Even patients who have been successfully treated and have fully recovered may face long-term health issues. Children who have recovered from pneumonia have an increased risk of chronic lung diseases. Adults may experience:
- General decline in quality of life for months or years
How Is Pneumonia Diagnosed
Sometimes pneumonia can be difficult to diagnose because the symptoms are so variable, and are often very similar to those seen in a cold or influenza. To diagnose pneumonia, and to try to identify the germ that is causing the illness, your doctor will ask questions about your medical history, do a physical exam, and run some tests.

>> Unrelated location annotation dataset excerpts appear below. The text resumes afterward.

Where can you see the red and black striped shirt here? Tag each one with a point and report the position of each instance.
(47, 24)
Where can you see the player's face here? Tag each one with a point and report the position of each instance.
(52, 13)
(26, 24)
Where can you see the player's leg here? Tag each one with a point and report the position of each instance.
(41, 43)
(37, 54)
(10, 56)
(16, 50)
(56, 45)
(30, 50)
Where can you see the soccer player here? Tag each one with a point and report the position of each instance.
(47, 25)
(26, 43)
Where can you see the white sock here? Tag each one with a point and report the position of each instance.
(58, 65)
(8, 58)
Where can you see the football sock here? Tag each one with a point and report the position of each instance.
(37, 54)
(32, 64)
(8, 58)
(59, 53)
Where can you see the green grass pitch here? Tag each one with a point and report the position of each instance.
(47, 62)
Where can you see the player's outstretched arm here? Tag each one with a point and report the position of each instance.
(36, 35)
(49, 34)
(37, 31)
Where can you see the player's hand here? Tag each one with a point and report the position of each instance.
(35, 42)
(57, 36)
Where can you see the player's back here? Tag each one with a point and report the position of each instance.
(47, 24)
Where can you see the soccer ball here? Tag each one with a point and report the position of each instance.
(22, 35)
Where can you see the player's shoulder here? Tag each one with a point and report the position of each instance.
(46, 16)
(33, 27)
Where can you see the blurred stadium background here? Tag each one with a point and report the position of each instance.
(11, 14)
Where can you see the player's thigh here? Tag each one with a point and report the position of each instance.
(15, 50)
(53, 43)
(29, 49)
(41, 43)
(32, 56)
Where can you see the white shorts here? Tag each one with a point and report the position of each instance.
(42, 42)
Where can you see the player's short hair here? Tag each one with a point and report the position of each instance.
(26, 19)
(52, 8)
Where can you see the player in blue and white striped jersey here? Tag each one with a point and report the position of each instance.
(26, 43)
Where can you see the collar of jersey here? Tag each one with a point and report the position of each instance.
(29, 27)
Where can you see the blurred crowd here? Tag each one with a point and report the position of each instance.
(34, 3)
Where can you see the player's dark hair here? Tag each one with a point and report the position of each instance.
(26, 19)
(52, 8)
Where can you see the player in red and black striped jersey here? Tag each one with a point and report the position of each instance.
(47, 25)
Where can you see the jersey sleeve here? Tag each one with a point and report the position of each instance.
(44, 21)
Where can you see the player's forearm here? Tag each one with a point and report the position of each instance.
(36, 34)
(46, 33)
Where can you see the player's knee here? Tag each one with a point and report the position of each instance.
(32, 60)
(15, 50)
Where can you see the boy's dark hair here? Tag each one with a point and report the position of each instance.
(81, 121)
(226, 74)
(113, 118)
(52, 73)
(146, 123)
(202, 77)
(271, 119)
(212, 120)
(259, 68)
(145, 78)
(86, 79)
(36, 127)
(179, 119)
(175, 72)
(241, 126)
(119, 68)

Your doctor will ask you questions about your signs and symptoms, and how and when they began. To help figure out if your infection is caused by bacteria, viruses or fungi, you may be asked some questions about possible exposures, such as:
- Any recent travel
- Exposure to other sick people at home, work or school
- Whether you have recently had another illness
Your doctor will listen to your lungs with a stethoscope. If you have pneumonia, your lungs may make crackling, bubbling, and rumbling sounds when you inhale.
If your doctor suspects you may have pneumonia, they will probably recommend some tests to confirm the diagnosis and learn more about your infection. These may include:
- Blood tests to confirm the infection and to try to identify the germ that is causing your illness.
- Chest X-ray to look for the location and extent of inflammation in your lungs.
- Pulse oximetry to measure the oxygen level in your blood. Pneumonia can prevent your lungs from moving enough oxygen into your bloodstream.
- Sputum test on a sample of mucus taken after a deep cough, to look for the source of the infection.